Mit der Konstruktion über die "essenziellen Fragen" könnte der Piusbruderschaft
der Status einer eigenständigen Gruppe innerhalb der katholischen Kirche gewährt
werden, ja sogar die Position einer sogenannten "Personalprälatur"
wäre möglich.
Die Einrichtung solcher Prälaturen wurde eben
auf diesem 2. Vatikanum, dessen Elemente von den Piusbrüdern zum Teil vehement
abgelehnt werden, eingeführt. Einer solchen Personalprälatur steht ein vom Papst
bestellter Prälat vor, die Statuten werden ebenfalls vom Vatikan erlassen. Bisher
wurde allerdings erst ein einziges Mal eine Personalprälatur eingerichtet: 1982
"Opus Dei", die 1928 in Spanien vom inzwischen heiliggesprochen Josemaría
Escrivá gegründet worden war und sich u.a. dadurch "auszeichnete",
dass ihr sehr viele Minister der klerikalfaschistischen Franco-Regierungen angehörten.
Es
wird in katholischen Kreisen nicht damit gerechnet, dass nach dem Treffen vom
14.9. gleich bekannt wird, ob es dort Beschlüsse gab und welcher Art diese waren.

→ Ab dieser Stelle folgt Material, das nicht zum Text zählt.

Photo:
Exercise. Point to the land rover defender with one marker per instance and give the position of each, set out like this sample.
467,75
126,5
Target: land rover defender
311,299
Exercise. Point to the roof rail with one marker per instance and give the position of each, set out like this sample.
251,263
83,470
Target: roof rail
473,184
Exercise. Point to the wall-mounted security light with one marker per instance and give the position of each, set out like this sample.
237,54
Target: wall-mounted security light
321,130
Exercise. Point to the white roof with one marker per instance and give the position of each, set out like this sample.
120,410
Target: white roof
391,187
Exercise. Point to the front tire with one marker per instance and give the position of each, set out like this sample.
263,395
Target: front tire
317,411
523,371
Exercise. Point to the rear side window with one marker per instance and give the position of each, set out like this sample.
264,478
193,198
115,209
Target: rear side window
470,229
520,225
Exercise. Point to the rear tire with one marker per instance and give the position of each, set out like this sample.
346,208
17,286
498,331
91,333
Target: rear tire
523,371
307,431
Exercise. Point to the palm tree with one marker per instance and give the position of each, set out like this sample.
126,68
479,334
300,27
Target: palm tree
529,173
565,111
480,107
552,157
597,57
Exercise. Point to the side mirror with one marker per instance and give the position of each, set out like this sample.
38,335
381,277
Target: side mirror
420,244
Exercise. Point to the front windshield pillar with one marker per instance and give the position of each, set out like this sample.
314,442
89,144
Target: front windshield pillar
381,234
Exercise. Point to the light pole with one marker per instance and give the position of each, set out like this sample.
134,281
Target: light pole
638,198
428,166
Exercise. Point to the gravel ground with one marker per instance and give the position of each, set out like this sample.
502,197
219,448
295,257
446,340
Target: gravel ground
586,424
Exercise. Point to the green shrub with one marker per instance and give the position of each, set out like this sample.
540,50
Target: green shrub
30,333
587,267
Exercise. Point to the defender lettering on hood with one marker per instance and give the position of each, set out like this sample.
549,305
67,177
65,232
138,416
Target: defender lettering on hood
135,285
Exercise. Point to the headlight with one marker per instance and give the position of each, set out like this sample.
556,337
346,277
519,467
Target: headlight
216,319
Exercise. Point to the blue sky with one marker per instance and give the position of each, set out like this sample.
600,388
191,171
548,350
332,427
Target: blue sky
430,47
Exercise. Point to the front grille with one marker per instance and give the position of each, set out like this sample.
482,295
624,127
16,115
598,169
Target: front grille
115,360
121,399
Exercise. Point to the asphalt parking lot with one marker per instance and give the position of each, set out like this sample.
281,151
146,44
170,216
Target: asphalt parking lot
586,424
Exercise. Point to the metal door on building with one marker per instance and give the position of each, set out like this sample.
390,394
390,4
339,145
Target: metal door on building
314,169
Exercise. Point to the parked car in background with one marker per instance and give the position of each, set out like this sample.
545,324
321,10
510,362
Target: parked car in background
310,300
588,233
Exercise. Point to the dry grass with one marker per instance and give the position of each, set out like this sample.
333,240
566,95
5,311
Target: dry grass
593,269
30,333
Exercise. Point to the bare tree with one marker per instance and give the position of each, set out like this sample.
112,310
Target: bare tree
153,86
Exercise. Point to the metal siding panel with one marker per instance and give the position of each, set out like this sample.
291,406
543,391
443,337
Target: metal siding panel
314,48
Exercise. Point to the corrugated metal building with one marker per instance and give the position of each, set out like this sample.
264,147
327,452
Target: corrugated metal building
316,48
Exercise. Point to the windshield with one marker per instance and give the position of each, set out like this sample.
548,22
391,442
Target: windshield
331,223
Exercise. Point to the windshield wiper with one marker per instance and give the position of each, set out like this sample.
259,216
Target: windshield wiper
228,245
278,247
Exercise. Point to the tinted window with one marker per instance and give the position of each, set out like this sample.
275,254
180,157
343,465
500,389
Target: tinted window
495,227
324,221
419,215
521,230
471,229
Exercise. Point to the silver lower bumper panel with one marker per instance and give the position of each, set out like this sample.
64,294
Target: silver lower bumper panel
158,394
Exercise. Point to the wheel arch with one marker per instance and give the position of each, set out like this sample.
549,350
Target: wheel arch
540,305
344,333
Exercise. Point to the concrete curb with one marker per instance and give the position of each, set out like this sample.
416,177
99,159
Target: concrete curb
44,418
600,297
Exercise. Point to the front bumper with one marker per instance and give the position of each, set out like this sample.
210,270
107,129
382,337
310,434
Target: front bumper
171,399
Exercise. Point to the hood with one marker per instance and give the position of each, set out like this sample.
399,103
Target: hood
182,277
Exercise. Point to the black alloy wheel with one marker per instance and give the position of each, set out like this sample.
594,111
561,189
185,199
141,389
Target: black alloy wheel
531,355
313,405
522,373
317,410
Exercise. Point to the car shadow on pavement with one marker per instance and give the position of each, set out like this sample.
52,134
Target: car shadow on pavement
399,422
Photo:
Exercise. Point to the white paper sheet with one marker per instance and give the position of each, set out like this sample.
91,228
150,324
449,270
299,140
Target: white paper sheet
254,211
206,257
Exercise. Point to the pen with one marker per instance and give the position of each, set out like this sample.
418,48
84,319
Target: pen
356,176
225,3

Die bisherige Linie von Papst Ratzinger lässt allerdings vermuten, dass ihm
die Heimholung der weit rechtsaußen*) angesiedelten
Piusbrüder ein
Anliegen ist. Denn das 2. Vatikanum liegt auch dem Ratzinger im Magen, er
bemüht sich ja ständig, die damals beschlossenen Reformen wieder wegzureformieren.

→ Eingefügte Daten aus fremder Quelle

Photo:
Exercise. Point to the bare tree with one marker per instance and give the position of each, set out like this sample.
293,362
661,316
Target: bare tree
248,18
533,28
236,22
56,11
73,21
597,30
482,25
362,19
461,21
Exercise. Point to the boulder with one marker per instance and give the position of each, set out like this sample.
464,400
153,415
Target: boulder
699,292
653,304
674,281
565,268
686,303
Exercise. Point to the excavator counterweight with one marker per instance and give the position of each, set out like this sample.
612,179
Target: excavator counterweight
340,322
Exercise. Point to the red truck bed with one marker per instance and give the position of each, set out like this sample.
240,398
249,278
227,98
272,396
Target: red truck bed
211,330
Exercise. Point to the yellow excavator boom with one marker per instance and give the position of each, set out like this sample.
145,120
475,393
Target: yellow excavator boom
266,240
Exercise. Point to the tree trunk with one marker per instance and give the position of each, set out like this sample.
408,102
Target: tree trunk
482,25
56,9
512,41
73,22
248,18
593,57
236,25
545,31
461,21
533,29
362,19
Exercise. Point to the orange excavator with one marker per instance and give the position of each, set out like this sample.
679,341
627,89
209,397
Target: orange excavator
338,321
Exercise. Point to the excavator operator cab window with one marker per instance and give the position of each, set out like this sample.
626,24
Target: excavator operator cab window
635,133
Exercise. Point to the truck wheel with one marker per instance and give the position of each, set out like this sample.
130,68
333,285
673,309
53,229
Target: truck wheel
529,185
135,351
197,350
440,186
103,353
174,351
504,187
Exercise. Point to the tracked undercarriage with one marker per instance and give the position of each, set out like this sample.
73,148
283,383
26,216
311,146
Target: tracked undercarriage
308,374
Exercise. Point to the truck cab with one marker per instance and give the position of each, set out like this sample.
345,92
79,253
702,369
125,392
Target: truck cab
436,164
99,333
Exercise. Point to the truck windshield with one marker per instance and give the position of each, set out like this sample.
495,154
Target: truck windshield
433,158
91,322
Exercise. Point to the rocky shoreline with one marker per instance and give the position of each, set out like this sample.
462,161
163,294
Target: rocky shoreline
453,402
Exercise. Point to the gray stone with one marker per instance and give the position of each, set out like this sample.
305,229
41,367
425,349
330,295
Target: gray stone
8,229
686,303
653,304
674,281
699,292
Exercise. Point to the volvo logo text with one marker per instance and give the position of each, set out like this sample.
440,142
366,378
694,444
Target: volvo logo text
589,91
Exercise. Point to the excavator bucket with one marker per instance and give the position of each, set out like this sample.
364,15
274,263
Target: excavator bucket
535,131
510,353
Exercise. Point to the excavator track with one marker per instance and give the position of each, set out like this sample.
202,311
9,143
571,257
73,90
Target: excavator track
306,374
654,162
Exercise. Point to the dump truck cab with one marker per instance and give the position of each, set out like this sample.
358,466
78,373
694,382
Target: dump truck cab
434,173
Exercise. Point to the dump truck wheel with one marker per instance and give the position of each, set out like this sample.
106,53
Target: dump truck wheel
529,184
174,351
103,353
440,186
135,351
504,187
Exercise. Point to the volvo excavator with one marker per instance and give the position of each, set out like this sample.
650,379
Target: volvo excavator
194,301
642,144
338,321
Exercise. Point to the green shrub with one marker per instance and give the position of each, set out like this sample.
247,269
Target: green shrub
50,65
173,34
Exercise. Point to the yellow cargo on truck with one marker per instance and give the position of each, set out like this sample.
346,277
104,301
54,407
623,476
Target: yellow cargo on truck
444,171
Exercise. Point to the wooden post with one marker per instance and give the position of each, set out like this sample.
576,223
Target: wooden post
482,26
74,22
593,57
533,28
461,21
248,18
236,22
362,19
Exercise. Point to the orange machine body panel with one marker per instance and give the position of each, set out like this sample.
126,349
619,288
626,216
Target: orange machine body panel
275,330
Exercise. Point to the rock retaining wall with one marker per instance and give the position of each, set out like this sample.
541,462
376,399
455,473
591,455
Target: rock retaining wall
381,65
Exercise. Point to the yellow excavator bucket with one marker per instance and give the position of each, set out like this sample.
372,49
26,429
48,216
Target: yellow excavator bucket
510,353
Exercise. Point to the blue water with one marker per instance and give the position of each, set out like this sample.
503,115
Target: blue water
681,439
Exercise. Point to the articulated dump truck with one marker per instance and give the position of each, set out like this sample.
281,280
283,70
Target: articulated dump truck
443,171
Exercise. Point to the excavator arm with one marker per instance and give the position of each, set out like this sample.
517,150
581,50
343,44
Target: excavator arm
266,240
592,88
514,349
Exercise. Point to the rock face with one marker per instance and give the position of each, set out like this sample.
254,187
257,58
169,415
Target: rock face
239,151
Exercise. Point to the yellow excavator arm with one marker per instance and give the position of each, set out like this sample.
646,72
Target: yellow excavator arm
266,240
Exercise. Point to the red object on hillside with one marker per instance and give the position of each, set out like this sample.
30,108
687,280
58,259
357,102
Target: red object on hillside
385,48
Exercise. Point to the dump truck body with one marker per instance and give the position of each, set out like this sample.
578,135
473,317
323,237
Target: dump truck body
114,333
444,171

Was jedoch nicht so einfach ist, weil Konzilsbeschlüsse kann auch ein Papst
nicht abändern.
*) man erinnere
sich an Piusbischof Williamson, den Holocaustleugner, siehe Info 523
Das 2. Vatikanum war der Versuch von katholischen
Reformern, vom Vormodernismus wegzukommen und die katholische Kirche näher an
die gelebte Wirklichkeit heranzubringen. Ratzinger ist ein Vormodernist, er
will zurück in alte Zeiten, wo es noch eine alleinseligmachende römisch-katholische
Kirche gab, die im Besitze der absoluten göttlichen Wahrheit war.
Wenn
die Wiedereingliederung der Piusbrüder gelingt, dann ist das ein wichtiger Schritt
in diese Richtung, zurück in den Vormodernismus, weg von der Wirklichkeit.

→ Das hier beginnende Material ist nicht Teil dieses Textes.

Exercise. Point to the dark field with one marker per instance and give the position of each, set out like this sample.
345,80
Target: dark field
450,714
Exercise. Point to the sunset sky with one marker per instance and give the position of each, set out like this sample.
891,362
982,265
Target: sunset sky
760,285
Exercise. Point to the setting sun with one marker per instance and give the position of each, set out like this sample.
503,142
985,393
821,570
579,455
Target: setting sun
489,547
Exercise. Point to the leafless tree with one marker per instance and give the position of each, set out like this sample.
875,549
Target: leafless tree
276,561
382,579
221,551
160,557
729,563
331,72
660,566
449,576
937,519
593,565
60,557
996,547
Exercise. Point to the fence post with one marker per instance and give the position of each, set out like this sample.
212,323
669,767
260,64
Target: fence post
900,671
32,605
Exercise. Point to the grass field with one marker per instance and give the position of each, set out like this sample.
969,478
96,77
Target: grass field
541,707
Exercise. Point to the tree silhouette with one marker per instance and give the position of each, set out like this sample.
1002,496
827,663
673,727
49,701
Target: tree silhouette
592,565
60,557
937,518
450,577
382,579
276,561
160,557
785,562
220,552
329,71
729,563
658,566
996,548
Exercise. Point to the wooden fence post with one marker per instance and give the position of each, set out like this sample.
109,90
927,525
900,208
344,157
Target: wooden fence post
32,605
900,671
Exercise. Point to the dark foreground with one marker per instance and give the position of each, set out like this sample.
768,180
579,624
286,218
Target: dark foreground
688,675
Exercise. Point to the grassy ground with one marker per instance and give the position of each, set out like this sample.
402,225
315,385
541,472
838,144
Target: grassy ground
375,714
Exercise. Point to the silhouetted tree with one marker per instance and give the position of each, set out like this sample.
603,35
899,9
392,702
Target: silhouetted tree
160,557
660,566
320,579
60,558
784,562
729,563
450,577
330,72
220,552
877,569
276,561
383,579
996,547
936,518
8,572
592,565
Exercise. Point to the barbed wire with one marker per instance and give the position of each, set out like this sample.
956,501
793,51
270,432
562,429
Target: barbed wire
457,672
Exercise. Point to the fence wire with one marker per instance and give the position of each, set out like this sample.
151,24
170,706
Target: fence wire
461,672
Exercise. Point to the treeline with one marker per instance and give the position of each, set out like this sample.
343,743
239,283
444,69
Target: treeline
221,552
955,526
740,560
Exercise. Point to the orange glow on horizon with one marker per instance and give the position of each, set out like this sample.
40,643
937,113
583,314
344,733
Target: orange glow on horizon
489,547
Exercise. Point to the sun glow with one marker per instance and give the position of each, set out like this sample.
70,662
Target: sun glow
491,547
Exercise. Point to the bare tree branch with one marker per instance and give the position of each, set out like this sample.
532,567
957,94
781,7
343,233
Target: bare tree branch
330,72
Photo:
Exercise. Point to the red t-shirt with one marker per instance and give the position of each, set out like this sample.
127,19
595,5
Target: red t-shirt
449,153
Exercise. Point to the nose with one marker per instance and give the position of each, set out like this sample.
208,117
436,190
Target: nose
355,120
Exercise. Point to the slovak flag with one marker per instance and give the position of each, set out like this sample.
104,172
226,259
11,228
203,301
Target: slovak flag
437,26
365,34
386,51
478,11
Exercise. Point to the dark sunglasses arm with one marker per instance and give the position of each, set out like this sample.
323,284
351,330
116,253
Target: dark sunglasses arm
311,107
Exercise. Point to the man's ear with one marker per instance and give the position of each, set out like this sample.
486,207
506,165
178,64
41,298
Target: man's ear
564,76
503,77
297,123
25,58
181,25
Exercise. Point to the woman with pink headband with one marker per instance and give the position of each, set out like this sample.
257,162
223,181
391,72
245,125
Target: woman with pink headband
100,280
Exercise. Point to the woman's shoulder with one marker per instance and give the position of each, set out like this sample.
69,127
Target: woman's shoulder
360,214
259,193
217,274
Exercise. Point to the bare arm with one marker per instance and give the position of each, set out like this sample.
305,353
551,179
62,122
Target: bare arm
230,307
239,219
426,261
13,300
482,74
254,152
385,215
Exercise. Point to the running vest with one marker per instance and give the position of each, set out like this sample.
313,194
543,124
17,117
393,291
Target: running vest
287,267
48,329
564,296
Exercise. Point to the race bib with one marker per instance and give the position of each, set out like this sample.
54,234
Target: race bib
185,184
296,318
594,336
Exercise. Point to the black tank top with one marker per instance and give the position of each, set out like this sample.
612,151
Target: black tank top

Es ist sicherlich möglich, eine katholische Kirche auf diese Weise zu führen,
sich auf die wirklich Strenggläubigen zu konzentrieren und damit längerfristig
zu einer exklusiven Sekte der wahrhaften Wahrheitsbesitzer zu werden.
Kann
man als Atheist nur befürworten. Es leben z.B. in Österreich achtzig bis
neunzig Prozent der katholischen Kirchenmitglieder in einem faktisch atheistischen
Alltag. Was Ratzinger mit seinem Weg erreichen könnte, wäre nicht die Neuevangelisierung,
sondern die Vertreibung der Taufscheinchristen. Und das wäre sicherlich ein
guter Weg.
Überraschenderweise gab's am 14.9. sogar eine Bekanntgabe des Ergebnisses
der Zusammenkunft im Vatikan. Laut Piusbruder Fellay sei das Gespräch mit dem Präfekten der Glaubenskongregation,
"mit großer Höflichkeit und auch mit großer
Offenheit" geführt worden. Er äußerte, das vom Vatikan als Vorbedingung für eine Einigung
vorgelegte Dokument, die lehrmäßige Präambel, sei noch vertraulich. Allerdings
könne er sagen, dass der vatikanische Text für eine mögliche
Interpretation des Konzils nicht die von manchen vorgeschlagene Unterscheidung
in unantastbare, dogmatische Konzilsbeschlüsse einerseits und eine bloß
pastorale Dimension andererseits vornehme.
Die
Präambel enthalte Lehrprinzipien und Interpretationskriterien der katholischen Lehre,
die notwendig sein sollen, um die Treue zum Lehramt der Kirche zu garantieren. Ferner
bleibe eine Diskussion über bestimmte
Formulierungen von Texten des Konzils möglich. Über ein
kirchenrechtliches Statut für die Piusbruderschaft zu spekulieren, sei noch zu
früh, darüber könne erst später gesprochen werden, wenn die noch offen Fragen
geklärt seien.
Die Piusbrüder als Personalprälatur? Morgen nicht.
Aber übermorgen?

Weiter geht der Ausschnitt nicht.